When my compassion for a difficult person begins to run low, I allow myself to wonder what he or she was like as a child. I try to picture them at the age an unknown trauma may have occurred, and ask myself how it may have contributed to the behaviors that make our interactions challenging now. Then I try to respond as if I’m talking to that child, hurt, angry, and confused, rather than the belligerent, defensive adult standing in front of me.
I’ve spent the past week in graduate school focused on trauma-related mental health disorders, particularly those affecting children. By the end of the week I need to finish reading a book on the failings of the current mental health system and the double-edged sword of deinstitutionalization. And in my long drives from one client to another, I’ve been listening to Slouching Towards Bethlehem by Joan Didion, in which the title essay dissects 1960s counter culture in Haight Ashbury.
These were the concepts occupying space in my head when I woke up this morning and my phone greeted me with a news alert about the death of Charles Manson. The article included a biographical summary - of a man who had no family, who committed his first dangerous acts by the age of eight, who begged, as an adult, not to be released from prison because he didn’t know where to go.
Granted, Charles Manson has always been peripheral to me, the murders a thing that happened a long time ago. I am of the generation for whom Manson was a twisted historical figure, not a courtroom news story; the first reference I ever knew to Haight Ashbury was in the form of a Nirvana song. I have never experienced the visceral reaction a baby boomer would have to the story of the Manson murders. When I first learned of them, I found them nauseating and unsettling, but they did not rattle my worldview.
By the time I learned of the Manson murders, violence was familiar.
Likewise, I had heard before of Manson’s bizarre court testimony, but never read it: “These children that come at you with knives, they are your children. You taught them; I didn’t teach them.” Horrifying, yes? Let’s strike that from the record please. Keep these irrational thoughts to yourself, Mr. Manson. Nobody wants to be implicated in your bloodbath. No, dude, you’re just crazy. Shut up.

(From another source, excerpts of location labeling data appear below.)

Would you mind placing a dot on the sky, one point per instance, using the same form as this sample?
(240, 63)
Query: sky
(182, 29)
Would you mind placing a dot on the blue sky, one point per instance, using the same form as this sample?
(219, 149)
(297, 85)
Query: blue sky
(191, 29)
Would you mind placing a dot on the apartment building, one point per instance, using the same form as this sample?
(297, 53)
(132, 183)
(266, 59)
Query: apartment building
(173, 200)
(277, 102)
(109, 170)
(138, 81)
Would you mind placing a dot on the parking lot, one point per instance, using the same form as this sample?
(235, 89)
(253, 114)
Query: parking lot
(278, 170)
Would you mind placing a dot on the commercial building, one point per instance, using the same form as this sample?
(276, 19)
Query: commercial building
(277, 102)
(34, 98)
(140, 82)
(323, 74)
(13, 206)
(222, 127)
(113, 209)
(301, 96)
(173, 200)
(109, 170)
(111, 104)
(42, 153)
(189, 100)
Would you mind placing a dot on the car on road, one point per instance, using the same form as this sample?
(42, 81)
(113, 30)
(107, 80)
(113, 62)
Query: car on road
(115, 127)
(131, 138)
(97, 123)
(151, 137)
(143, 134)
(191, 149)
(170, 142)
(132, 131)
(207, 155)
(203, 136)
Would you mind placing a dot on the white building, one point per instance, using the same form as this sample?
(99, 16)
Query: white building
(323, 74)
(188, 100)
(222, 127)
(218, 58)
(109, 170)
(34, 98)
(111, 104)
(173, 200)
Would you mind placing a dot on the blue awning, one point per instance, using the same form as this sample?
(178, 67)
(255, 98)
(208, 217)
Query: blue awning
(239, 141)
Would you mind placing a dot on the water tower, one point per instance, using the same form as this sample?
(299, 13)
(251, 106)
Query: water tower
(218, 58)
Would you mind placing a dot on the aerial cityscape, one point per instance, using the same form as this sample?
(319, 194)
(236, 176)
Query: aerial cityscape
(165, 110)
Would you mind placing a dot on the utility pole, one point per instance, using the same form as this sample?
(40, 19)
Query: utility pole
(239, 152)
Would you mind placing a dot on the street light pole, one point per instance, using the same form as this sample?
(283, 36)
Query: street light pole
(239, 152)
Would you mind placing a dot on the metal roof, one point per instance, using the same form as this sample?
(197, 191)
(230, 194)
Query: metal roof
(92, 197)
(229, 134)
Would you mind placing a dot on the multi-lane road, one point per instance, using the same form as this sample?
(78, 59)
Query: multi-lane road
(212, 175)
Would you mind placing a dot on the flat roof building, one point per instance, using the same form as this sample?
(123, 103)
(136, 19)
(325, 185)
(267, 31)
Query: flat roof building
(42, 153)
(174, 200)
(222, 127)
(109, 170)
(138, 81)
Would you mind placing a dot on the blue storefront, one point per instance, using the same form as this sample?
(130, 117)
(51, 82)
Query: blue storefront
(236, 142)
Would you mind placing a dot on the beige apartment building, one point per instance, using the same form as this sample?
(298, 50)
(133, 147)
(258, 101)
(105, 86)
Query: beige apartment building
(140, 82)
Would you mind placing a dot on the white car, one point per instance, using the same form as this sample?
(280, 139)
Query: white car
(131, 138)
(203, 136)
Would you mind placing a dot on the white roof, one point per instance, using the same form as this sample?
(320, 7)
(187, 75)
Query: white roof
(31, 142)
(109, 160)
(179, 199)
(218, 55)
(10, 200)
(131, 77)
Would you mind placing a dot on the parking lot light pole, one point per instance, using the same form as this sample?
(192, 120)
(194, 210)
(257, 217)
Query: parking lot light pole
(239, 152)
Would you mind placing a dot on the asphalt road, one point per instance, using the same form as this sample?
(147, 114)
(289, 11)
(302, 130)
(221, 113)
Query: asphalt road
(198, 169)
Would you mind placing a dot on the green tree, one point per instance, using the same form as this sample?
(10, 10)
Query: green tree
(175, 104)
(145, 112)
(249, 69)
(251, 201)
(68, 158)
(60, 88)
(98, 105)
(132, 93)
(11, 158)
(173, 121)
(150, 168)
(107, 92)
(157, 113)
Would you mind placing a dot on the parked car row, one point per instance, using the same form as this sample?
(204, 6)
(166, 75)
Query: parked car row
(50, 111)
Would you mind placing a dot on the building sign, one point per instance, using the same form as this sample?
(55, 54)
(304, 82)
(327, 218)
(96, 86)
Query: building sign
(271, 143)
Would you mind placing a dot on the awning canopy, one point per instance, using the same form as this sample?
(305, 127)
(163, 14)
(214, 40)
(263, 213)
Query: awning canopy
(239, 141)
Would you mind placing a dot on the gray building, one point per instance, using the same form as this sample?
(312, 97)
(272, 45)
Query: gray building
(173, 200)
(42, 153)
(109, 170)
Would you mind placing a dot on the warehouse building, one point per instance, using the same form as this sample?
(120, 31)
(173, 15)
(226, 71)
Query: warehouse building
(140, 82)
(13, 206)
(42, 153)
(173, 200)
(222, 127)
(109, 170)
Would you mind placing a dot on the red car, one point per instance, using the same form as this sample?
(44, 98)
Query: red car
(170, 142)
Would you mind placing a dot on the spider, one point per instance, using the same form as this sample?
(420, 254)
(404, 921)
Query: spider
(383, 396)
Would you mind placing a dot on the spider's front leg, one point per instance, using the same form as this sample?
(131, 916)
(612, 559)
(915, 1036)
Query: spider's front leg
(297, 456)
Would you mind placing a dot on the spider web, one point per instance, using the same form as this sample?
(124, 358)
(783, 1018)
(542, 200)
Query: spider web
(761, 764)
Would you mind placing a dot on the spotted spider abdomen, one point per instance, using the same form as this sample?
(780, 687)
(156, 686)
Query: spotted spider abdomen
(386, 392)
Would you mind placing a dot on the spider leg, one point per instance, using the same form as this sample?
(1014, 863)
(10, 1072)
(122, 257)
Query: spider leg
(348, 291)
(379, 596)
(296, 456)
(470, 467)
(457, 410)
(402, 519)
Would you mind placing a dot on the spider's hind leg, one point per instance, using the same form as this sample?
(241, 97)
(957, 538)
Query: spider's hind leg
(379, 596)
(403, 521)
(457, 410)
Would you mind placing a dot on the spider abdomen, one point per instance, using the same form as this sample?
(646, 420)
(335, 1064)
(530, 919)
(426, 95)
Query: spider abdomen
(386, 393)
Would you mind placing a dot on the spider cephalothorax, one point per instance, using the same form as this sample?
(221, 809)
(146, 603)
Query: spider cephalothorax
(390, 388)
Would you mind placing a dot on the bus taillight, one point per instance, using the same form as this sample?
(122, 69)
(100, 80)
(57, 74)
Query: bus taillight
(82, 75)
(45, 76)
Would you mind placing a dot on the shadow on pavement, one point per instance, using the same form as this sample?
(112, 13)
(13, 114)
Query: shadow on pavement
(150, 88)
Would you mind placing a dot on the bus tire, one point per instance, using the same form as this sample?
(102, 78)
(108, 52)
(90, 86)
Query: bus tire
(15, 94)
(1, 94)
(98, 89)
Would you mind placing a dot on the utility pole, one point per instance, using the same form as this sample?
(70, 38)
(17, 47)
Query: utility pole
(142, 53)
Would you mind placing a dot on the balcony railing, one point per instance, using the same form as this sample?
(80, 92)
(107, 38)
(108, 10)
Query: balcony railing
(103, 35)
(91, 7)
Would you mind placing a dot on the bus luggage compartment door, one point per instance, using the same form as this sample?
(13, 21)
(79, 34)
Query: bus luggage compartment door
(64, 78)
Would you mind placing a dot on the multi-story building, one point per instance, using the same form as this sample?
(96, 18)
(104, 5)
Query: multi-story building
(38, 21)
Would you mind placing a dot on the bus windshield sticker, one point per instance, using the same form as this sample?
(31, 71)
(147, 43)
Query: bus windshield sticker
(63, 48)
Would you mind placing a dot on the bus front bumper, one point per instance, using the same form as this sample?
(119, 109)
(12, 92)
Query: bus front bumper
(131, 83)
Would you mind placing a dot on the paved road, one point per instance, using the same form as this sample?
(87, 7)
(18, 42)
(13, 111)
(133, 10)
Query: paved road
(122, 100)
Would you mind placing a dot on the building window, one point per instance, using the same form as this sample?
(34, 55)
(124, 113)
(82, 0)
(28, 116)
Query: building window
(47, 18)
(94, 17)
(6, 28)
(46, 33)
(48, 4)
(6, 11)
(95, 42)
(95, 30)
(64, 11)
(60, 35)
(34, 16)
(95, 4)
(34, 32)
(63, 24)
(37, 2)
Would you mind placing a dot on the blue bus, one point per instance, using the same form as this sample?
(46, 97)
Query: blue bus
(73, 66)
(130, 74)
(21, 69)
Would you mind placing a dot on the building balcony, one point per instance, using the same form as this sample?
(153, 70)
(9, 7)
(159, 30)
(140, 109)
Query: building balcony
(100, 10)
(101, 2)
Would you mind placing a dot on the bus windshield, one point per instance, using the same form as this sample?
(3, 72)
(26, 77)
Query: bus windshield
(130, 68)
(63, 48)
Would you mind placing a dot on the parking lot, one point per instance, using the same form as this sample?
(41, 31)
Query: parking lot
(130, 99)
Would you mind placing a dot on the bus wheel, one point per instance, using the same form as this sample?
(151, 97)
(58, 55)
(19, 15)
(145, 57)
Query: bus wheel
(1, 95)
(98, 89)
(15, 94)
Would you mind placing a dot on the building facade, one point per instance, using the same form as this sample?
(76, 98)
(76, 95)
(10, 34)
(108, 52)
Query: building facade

Except . . . there’s that nagging fear that he might be right.
80 years ago, Charles Manson was a three-year-old boy whom nobody protected. Blame my coursework, blame my bleeding heart, blame my obsessive need to make sense of the tragic and nonsensical, but I cannot write off that crazy unstable man’s accusations. These children were our children. They were teenage runaways - from good families, yes, sure, as far as we know. They were children, many of them privileged, who grew up in a society in which some people were disposable - including the fatherless son of a prostitute whose early years indicated a slew of behavioral problems, but nobody stepped in.
When Liam was four he asked me, “Does God make the bad guys?”
I answered, as any good recovering evangelical would, that there aren’t really good guys and bad guys. That we’re all people, with some good and some bad in each of us. That God loves each of us, when we’re good and when we’re bad, and knowing just how much God loves us makes us want to be good like God.
What I did not say at the time - and maybe I just didn’t want to believe it - is that sometimes, we help make the bad guys.
That every person must choose for him or herself which direction to go.
That ultimately we all have the capacity, hidden beneath our fears, our anger, and our selfishness, to choose what’s right and connects us with the divine.
But that when we cast aside a three-year-old boy as unimportant, as a drain on society, as a person who shouldn’t exist, as unworthy of our care, we make his choice to do evil a much easier one.
And so I’d like to humbly suggest, as we attempt to mitigate our holiday spending with a couple of cans to the food pantry, as we think maybe we’ll serve at a soup kitchen for a couple hours Thursday morning so we can enjoy our Thursday afternoon excesses guilt-free, that we sit with this one for a minute. That before we celebrate the death of a terrifying, volatile, evil cult leader, we mourn the life of a little boy protected and loved by no one.
Because here’s the thing: I don’t want to think about this. I want to clean out the crock pot and thaw the cranberries and mutter about someone using up the nutmeg and complain about the crowds at Market Basket. I want to sit down with my family this week and agree not to discuss healthcare or gun control and just all celebrate and be nice and grateful for what we have. I want to eat pie. And honestly, I am going to do all those things, and I am going to enjoy every minute of it.
This is what we all want, right? To relish the fleeting holiday feeling of safe and cozy love, to pour a warm drink and plug in the twinkly lights that push back the darkness, at least a little.
Because to do otherwise is uncomfortable. Like any other privileged middle class white woman, I would much rather focus on the pretty twinkling lights than think about the darkness persisting beyond their reach. The light shines in the darkness, and the darkness has not overcome it - until the lights stay warm and cozy in our own homes, and let those in the darkness outside fend for themselves.
Charles Manson, before the swastika on his forehead, before the batshit crazy helter skelter terror, was a little boy left in that darkness. We left him there.